Monday, 6 May 2013

Leverage Strategy No. 1 - Take the Wind Out of His Sails


The first leverage strategy is concerned with utilising your opponents’ energy so that he wears himself out. Like the bull fighter against the bull, the animal has greater strength, weigh and speed plus sharp horns so on the face of it he has the best chance of winning but the matador creates targets for the bull to charge again and again so that it becomes exhausted. Once it is exhausted its natural gifts of strength, weight and horns are nullified as it no longer has the energy to utilise them, it then becomes more malleable and becomes an easier kill.

This strategy also works by getting ones enemy to exhaust his resources; getting him to waste his money, spreading himself too thin or overextending himself financially. The strategist calculates how to encourage ones target to think that his time, money or resources will solve the problem and like the charging bull he thinks only of attacking and not of the consequences.

Once we understand leverage we can observe how others waste their energy running around like headless chickens thinking that working harder or faster will accomplish the task when their experience should already have told them that it is not working. A self-employed contractor may have freed himself from the chains of his employer only to find that he has chained himself to having to do everything now in his new business.
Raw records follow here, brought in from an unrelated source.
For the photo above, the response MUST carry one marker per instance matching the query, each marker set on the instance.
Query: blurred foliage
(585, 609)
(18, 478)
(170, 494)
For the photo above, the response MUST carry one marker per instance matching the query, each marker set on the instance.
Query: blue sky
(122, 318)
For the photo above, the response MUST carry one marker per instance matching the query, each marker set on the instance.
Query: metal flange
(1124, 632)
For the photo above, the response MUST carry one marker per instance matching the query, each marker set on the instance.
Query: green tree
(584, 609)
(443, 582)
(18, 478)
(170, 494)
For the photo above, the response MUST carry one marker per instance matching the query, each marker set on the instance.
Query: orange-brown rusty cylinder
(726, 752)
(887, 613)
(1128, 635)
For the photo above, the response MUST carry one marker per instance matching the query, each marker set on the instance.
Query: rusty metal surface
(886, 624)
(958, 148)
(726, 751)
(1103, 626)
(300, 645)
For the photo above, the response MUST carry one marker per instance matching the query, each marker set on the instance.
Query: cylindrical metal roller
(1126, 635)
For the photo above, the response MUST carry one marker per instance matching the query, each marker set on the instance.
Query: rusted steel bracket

Long hours, heavy work and having to do all the tasks of the business can soon wear him out unless he can recognise that this strategy of doing everything his self cannot work indefinitely. When he recognises this and starts to leverage the help of others to help him achieve his tasks he may initially find that he is earning less but has more energy and a more balanced view of his business with which to make it grow.

In competition and faced with and strong, muscular opponent that we cannot match for strength we can be elusive and annoying, hitting and running, refusing to be drawn into a war of attrition, exchanging blows that will get us damaged and instead getting our opponent more and more frustrated so that he chases and chases until like the bull he becomes exhausted and an easy target for our best shots and giving you a seemingly easy win.